The hall buttons and lights are connected with remote stations 104 and remote serial communication links 105 to the OCSS 101 via a switch-over module 106. The car buttons, lights and switches are connected through similar remote stations 107 and serial links 108 to the OCSS 101. The car specific hall features, such as car direction and position indicators, are connected through remote stations 109 and remote serial link 110 to the OCSS 101.
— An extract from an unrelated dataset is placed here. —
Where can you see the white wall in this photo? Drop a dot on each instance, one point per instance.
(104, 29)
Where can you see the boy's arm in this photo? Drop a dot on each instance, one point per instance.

The car load measurement is periodically read by the door control subsystem (DCSS) 111, which is part of the car controller. This load is sent to the motion control subsystem (MCSS) 112, which is also part of the car controller. This load in turn is sent to the OCSS 101. DCSS 111 and MCSS 112 are micro-processors controlling door operation and car motion under the control of the OCSS 101, with the MCSS 112 working in conjunction with the drive & brake subsystem (DBSS) 112A.
The dispatching function is executed by the OCSS 100, 101, under the control Microcomputer of the advanced dispatcher subsystem ADSS 113, which communicates with the OCSSs 100, 101 via the information control subsystem (ICSS) 114. The car load measured may be converted into boarding and de-boarding passenger counts by the MCSS 112 and sent to the OCSS 101. The OCSS send this data to the ADSS 113 via ICSS 114.
As explained more fully below, the ADSS 113 through signal processing inter alia collects the passenger boarding and de-boarding counts at the various floors and the hall calls and car calls, so that, in accordance with its programming and using daily and weekly "historic" data bases, it can analyze the data and produce by prediction methodology a relative value, which is used to ultimately assign cars to particular floor locations or roles in a manner which improves the elevator system's performance. The ADSS 113 can also collect other data for use in making other predictions for other uses, if so desired.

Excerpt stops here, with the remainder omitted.